This independent report -‘The Future of Crowdfunding in the UK’ is from writer/ researcher/ economist Ian Youngman, who specializes in reporting on new financial ideas, tackles UK crowdfunding. The author is no fan of Kickstarter and postulates the industry must get itself in order to become successful.
Youngman comments, “Most publicity has come from crowdfunders or their opponents, so this is the first major independent review of crowdfunding in the UK.With around 100 platforms plus another 40 loan only ones, every week brings a new player.”
Crowdfunding is an increasingly popular way of financing projects, business ideas, charity and loans through small contributions from a large number of individuals. The collaborative power of crowdfunding can stimulate the economy, democratise financial systems, create new and better jobs, foster innovation and entrepreneurship, strengthen civil society, and help local communities flourish.
Raising funds for projects, loans and business ideas through business angels or traditional lending from banks is hard. But there are concerns on regulation, scams and fraud that need to be watched.
There is confusion on the differences between equity, debt, donation, reward and revenue based models. The UK is the most advanced country in the world for equity crowdfunding. The potential for use with or instead of traditional lending is huge and is a real new alternative to banks and venture capitalists as their traditional role as gatekeepers to finance is undermined.
This report only covers peer-to-peer lenders that also offer other types of crowdfunding – as a separate report on UK Peer to Peer lending is in preparation -‘The Future of Peer to Peer Lending in the UK’
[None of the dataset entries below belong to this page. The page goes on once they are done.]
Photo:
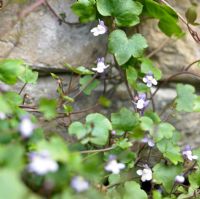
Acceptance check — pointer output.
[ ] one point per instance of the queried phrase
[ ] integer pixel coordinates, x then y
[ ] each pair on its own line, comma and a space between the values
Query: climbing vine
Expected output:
131, 153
An extract from the report is posted below:
In the coming decade, we will see an increase in crowdfunded projects. At a time when “free” is becoming the norm in a society that’s producing more and more artistic, social and humanitarian projects, micro-funding appears to be enjoying its day in the sun. it is a positive way to directly support good ideas, relieving project founders of the burden of seeking large sums and going through the cumbersome procedures of investment, which can be exhausting and keep them from their primary goal: to make good things happen.
Banks and other lenders are downplaying crowdfunding and peer to peer lending as it takes away their control as gatekeepers between investors and investments/lenders/ social causes.
With the right frameworks and standards,and as banks still promise the earth on lending but deliver little and at a larger cost than SME’s can stand, the environment for a massive growth in crowd funding exists.
But much of what is written about crowdfunding comes from within the market or its supporters. I have studied other areas that have grown from nothing to international in a short time and the main problem is that such growth attracts the scammers, the sharks and the snake oil salesmen keen to make money out of a gullible public before they truly understand the new market. They are usually gone within a decade , but can cause huge damage or lead to such tight regulation that it strangles the concept
As banks and other traditional lenders get increasingly risk averse, crowd funding is vital for new technological ventures, media content such as games, independent films, lifestyle businesses and social ventures.
Growth is accelerating as more platforms are launched, particularly sector specific ones.
Investor excitement and interest may fall if there are spectacular platform failures or frauds.
With over 1000 platforms globally- there is a huge growth- but there are already signs that amateur ones have folded or are simply unable to get projects funded.
Many of the good professional UK platforms are rigorous in what they allow on, and reject no hopers .
But platforms that put any old junk on do the industry no favours which is why i am not a fan of Kickstarter with almost one in two failures and even some competed projects unable to deliver rewards on time.The industry has to get professional -if it does not -it could get regulated out of existence.